ScubaZ – The Vanishing American Family
During the time I was writing Bad Nature I was watching a lot of Adam Curtis documentaries, his later political work as well as his more anodyne early BBC shorts. I was, for a time, very taken with his style of explaining the world. The Vanishing American Family is on the soundtrack for Hypernormalisation;as soon as I heard it, I paused the video so I could look up this eerily hypnotic song. Hester is from a vanished American family of sorts, so it became part of the book’s score.

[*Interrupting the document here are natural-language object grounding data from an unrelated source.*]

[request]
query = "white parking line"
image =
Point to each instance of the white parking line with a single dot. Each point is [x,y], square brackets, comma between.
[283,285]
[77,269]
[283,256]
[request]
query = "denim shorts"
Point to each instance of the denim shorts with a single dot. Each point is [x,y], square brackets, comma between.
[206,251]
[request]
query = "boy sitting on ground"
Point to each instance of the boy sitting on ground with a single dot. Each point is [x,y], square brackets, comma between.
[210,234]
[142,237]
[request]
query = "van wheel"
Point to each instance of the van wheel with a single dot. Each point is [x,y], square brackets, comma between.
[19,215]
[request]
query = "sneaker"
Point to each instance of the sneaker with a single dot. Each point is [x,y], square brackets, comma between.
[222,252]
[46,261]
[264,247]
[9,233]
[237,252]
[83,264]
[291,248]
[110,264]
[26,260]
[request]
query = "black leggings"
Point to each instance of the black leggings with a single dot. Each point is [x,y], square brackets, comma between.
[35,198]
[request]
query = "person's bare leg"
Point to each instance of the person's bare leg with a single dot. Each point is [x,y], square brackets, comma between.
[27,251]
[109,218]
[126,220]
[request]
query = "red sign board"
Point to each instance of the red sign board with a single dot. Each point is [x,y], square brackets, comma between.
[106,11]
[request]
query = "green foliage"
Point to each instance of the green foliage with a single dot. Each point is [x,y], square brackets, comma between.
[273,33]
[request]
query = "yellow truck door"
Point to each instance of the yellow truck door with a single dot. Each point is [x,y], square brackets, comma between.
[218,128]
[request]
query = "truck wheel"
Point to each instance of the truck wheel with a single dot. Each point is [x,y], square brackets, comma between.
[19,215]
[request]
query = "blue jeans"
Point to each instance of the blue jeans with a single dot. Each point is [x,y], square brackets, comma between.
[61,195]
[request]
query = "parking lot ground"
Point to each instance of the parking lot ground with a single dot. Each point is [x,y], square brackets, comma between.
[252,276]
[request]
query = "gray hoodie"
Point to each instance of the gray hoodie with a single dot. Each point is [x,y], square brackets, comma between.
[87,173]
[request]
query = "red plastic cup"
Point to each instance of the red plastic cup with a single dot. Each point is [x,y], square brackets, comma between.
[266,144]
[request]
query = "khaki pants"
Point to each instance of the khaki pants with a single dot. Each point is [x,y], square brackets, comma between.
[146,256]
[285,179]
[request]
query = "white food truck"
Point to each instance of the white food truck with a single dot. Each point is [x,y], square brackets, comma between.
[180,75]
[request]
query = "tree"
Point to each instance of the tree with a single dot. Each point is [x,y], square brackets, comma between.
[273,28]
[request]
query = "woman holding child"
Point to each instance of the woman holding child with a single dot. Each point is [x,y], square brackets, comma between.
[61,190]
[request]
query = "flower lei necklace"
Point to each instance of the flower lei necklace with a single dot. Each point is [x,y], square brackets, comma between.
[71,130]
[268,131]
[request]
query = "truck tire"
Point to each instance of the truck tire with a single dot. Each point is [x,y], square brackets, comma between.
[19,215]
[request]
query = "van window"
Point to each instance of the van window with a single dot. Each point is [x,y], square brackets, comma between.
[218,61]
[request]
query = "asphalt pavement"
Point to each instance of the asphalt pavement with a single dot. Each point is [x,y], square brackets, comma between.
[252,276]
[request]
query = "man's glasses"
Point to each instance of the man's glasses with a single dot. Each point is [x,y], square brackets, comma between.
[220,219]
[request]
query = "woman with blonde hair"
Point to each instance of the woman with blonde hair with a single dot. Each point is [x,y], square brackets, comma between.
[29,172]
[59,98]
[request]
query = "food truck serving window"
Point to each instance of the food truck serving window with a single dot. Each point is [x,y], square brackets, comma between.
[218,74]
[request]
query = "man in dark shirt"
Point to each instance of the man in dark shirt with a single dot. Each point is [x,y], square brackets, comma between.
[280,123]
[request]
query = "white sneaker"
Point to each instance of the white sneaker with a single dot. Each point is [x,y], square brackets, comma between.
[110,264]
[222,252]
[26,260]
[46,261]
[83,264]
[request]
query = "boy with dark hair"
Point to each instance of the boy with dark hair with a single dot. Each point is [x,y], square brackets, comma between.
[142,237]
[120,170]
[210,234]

Yanka Dyagileva – For a Black Day
I studied Russian in college. It was, frankly, a miserable slog. I mumble and misspeak even in English; foreign languages have never come naturally to me. Only in the final weeks of study abroad did I get remotely good at it, and I dropped it entirely as soon as I got home, hoping to forget both the language and the humiliations of trying to master it, but only succeeding in the former.
Whenever I feel bad about those youthful years of wasted effort, I like to remember that at least they led me to Yanka Dyagileva, my favorite Soviet punk-folk songstress, whose depressive mien is a little like Hester’s. Then again, she also appears on the Hypernormalisation soundtrack, so I would’ve found her regardless.
Pixies – Wave of Mutilation (UK Surf)
I’m usually biased in favor of whichever version of a song I hear first. This is one of the few exceptions. The original is rendered in the Pixies’ usual punky tempo, but the sedateness of this one is better suited to the lyrics, which put me in mind of Hester’s self-destructiveness.
Magnetic Fields – Lonely Highway
Can’t write a road trip novel without at least one proper driving song. This one’s jangly upbeatness becomes lightly ironic against its somber lyrics, delivered in Stephin Merritt’s affectless bass: “And as I hurtle down the highway / Past the factories and the graves / I think of all the years I wasted.”
Foxwarren – Lost in a Dream
Andy Shauf, the lead vocalist for Foxwarren, was another artist I listened to on repeat during the pandemic. Something about Shauf’s gentle, melancholic awkwardness reminds me of John, the eco-activist hitchhiker Hester picks up during her travels. It may also have something to do with Shauf’s rural Christian upbringing, which John shares.
GG Allin – Dead Flowers
Never met a rendition of this song I didn’t love. I was torn between this and the Townes van Zandt cover, my personal favorite, but the rawness of GG Allin reminds me of college basement punk shows, which crop up in Bad Nature as part of Hester’s undergraduate memories. GG Allin is also faintly ridiculous—he’s just so mad—in a way that bears some resemblance to Hester, and, like Hester, he too had an abusive father (though by all accounts GG’s was worse).
SZA – Kill Bill
This song came out in 2022, well after I wrote Bad Nature, and it’s almost too cleanly produced for my taste, but the toxic lyrics are very Hester, both in her jealousy over her one ex, Caleb, and in her general unwillingness to get over anything.
Sir Chloe – Wrath
“I’d rather stay mad” pretty much embodies Hester’s personality.
Beck – Ramshackle
“Jack-Ass” is the best track on “Odelay,” but “Ramshackle” is a close second, and puts me in mind of every depressing, run-down place Hester passes through on her westward path—all those “flypaper towns / stuck together.” It’s good outro music for the movie version of the book that lives in my head. As someone commented on YouTube, “This is the perfect end credits song.”
Ariel Courage is a graduate of the Brooklyn College MFA program, where she was editor-in-chief ofthe Brooklyn Review. She’s currently an assistant fiction editor at Agni. Her short work has appeared in Guernica, New Limestone Review, and The End. She was also a 2019 Kimmel Harding Nelson resident.